The foreign ministry in Beijing condemned it as "illegal".
In a statement, ministry spokesman Lu Kang described the operation as a "threat to China's sovereignty", adding that Beijing would "resolutely respond to any country's deliberately provocative actions".
US Defence Department spokesman Commander Bill Urban said earlier that "the United States is conducting routine operations in the South China Sea in accordance with international law".
China claims most of the South and East China seas. Other countries in South East Asia have competing claims for the Spratly Islands, Paracel Islands and Scarborough Shoal, which are thought to have resource-rich waters around them.
The reefs, which were submerged, were turned into islands by China by a massive dredging project which began in late 2013.
China says this work is legal and in a meeting with US President Barack Obama last month in Washington, President Xi Jinping said China had "no intention to militarise" the islands.
But Washington believes Beijing is constructing military facilities, designed to reinforce its disputed claim to most of the region - a major shipping zone.
What is Freedom of Navigation?
The US Freedom of Navigation programme challenges what it deems to be "excessive claims" to the world's oceans and airspace.
It was developed to promote international adherence to the UN Convention on the Law of the Sea, even though the US has not formally ratified the treaty.
In 2013 and 2014, the US conducted Freedom of Navigation operations of different kinds against China, Malaysia, the Philippines, Taiwan, and Vietnam - each of whom occupies territory in the South China Sea.
International maritime law allows countries to claim ownership of the 12-nautical mile area surrounding natural islands but does not allow nations to claim ownership of submerged features that have been raised by human intervention.
US Defence Secretary Ash Carter had previously signalled plans for the sail-by, saying the US would "fly, sail and operate wherever international law allows".
A senior US defence official told Reuters news agency the warship began its mission early on Tuesday local time near the reefs and would spend several hours there.

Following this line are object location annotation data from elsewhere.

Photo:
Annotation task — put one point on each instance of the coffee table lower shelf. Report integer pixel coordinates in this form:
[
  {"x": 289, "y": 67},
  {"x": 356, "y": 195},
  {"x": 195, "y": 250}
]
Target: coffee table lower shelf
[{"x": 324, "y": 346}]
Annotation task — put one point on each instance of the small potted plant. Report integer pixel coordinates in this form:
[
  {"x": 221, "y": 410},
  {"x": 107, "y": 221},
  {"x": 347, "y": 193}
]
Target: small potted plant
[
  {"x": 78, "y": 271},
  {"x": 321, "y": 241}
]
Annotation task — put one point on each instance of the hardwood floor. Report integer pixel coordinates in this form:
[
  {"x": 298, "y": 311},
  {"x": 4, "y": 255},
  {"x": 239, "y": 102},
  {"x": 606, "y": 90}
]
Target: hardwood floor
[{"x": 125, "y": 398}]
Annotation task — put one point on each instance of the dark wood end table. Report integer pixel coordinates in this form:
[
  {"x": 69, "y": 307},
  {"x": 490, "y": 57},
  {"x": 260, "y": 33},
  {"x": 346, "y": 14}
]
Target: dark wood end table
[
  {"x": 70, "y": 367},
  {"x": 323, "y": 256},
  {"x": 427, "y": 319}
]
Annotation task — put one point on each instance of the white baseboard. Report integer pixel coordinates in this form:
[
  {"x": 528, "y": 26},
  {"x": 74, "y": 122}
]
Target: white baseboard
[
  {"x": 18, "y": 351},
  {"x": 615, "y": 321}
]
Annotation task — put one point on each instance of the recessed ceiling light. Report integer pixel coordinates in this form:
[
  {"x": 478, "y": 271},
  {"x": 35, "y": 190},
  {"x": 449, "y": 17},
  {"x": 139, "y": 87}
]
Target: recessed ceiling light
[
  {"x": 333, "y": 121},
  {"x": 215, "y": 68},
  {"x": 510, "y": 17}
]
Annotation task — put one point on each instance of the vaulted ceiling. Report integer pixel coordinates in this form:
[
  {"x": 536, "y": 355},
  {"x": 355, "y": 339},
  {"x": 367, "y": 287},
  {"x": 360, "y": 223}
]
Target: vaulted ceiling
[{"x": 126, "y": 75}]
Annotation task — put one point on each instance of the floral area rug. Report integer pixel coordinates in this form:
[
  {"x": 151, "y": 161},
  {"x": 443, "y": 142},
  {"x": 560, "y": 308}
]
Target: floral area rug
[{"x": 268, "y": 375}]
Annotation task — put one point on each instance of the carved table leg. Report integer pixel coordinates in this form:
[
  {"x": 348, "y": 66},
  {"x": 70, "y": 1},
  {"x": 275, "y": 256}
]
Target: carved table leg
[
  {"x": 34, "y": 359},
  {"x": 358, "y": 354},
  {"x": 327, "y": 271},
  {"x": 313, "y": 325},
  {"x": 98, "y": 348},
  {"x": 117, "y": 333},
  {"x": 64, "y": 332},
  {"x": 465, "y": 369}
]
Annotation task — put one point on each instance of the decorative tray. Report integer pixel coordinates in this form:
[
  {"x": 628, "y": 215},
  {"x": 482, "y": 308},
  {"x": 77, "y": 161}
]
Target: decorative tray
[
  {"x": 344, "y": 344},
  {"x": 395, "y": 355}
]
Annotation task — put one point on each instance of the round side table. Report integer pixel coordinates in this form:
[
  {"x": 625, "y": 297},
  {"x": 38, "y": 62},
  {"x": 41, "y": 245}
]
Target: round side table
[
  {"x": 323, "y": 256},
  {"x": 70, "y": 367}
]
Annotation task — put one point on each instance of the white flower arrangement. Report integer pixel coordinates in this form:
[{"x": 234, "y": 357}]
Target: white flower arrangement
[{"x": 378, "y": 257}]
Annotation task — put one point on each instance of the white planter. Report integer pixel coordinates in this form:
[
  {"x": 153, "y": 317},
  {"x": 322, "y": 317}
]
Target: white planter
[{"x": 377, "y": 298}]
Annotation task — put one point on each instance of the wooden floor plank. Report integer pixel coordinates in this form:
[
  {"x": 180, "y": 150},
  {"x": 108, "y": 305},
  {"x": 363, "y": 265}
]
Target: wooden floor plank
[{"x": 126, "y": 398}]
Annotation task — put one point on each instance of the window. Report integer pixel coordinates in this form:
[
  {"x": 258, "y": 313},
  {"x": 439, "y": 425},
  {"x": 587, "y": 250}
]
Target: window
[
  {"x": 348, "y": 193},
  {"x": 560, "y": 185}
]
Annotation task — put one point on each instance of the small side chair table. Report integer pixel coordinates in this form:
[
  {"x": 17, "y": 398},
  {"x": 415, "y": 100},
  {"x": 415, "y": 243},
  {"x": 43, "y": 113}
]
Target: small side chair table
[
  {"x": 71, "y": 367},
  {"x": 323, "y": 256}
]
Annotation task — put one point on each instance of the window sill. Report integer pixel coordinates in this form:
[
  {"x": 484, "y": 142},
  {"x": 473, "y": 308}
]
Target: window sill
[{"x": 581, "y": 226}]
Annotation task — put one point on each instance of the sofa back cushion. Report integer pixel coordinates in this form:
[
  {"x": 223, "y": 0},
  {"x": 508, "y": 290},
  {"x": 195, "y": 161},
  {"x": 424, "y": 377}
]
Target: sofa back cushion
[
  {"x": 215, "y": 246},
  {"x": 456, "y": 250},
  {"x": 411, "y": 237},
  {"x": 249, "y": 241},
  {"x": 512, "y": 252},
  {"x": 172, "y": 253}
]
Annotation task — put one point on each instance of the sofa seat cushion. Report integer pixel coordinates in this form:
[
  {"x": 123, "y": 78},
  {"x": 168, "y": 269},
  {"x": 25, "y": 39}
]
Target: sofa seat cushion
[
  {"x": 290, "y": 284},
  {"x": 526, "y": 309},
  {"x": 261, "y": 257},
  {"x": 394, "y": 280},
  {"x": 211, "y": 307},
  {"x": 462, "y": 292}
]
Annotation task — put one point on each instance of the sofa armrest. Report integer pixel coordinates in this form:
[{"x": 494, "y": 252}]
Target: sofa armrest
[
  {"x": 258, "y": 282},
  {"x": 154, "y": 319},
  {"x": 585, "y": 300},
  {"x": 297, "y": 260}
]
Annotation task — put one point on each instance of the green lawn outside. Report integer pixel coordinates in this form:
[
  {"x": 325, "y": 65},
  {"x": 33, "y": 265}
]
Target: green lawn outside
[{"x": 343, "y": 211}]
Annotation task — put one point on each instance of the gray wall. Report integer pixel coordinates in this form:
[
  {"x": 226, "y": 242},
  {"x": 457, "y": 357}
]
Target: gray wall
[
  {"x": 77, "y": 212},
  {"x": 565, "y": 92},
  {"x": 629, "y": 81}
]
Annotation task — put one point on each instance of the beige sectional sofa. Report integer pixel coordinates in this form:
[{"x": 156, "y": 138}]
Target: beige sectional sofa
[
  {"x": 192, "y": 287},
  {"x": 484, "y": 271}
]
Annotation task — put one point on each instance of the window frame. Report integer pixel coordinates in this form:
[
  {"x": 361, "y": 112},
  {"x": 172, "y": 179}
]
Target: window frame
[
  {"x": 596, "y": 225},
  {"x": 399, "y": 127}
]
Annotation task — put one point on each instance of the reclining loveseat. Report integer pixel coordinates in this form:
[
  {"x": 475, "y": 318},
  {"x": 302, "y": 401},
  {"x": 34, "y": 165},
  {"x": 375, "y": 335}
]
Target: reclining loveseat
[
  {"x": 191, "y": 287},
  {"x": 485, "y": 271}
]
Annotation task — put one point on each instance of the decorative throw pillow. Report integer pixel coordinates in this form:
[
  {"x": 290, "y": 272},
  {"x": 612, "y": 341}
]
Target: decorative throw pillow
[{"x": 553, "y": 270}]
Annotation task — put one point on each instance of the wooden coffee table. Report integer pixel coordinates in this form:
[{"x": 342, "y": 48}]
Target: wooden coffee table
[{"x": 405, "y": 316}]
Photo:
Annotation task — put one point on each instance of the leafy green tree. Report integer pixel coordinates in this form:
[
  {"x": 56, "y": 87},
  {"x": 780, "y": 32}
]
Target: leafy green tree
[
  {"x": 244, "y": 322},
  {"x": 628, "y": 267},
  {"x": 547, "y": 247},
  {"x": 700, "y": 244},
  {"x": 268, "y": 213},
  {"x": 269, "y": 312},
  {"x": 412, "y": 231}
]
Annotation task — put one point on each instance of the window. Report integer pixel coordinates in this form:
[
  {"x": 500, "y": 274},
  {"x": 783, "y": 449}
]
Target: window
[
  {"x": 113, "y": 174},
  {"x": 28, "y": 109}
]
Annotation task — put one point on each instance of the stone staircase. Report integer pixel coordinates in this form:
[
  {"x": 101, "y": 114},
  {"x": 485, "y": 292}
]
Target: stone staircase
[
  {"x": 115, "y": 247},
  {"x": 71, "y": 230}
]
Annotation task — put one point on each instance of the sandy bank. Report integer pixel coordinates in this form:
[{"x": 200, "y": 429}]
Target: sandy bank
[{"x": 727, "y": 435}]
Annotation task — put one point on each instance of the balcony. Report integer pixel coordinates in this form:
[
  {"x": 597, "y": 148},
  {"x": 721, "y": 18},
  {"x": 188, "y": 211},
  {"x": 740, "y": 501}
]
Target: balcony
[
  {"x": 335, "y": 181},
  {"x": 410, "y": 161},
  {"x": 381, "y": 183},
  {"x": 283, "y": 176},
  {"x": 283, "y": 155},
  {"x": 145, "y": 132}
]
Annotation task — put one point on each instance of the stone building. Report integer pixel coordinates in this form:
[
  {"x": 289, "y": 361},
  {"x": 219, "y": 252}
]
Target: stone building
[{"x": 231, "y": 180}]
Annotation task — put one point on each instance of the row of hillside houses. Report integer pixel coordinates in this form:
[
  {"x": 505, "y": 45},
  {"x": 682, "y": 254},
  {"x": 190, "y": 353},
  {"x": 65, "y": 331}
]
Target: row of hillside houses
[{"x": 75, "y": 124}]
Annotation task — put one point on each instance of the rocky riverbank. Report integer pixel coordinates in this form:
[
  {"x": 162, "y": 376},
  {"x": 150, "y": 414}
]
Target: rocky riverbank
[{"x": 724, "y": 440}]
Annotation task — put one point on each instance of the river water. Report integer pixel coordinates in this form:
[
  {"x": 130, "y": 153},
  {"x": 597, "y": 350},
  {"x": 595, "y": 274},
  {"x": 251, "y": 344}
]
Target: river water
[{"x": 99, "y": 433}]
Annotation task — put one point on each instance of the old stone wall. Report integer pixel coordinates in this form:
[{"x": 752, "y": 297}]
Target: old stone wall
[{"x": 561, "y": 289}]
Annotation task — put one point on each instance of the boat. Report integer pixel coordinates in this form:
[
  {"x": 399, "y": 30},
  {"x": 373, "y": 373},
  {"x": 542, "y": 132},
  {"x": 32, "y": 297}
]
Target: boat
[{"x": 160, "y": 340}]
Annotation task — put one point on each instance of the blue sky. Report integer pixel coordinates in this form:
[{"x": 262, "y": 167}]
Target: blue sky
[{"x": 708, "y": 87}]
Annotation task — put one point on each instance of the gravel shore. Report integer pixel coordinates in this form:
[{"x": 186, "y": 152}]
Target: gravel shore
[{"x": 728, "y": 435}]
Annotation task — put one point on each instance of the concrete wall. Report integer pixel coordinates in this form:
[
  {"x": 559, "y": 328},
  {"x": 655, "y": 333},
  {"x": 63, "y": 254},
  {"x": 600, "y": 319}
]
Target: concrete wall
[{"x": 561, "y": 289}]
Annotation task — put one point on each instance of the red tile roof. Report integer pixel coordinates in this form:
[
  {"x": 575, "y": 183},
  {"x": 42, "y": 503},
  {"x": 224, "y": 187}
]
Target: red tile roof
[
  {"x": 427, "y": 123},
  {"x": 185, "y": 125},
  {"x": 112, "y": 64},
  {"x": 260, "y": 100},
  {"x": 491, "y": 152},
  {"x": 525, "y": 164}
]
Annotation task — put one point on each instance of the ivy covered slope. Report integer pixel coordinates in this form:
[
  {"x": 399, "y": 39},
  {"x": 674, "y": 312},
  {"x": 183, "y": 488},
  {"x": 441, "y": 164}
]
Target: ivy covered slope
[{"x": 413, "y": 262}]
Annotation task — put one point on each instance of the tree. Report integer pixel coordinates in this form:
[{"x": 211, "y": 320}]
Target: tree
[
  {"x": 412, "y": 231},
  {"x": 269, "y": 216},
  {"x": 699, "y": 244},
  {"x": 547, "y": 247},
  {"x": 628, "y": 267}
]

The USS Lassen was expected to be accompanied by a US Navy P-8A surveillance plane and a P-3 surveillance plane, according to the unnamed official, speaking to US media.
Additional patrols could follow in the coming weeks, the official added.
- The ship is an Arleigh Burke class missile destroyer, which the US Navy says is among the most powerful destroyers ever built.
- It is 155m (509ft) long with a displacement of 9,145 tons (8,300 tonnes) when fully loaded.
- Crewed by a staff of about 330.
- It carries two Seahawk helicopters and uses the Aegis defence system.
- Weapons include Tomahawk missiles, RUM-139 Asroc anti-submarine missiles and surface-to-air missiles.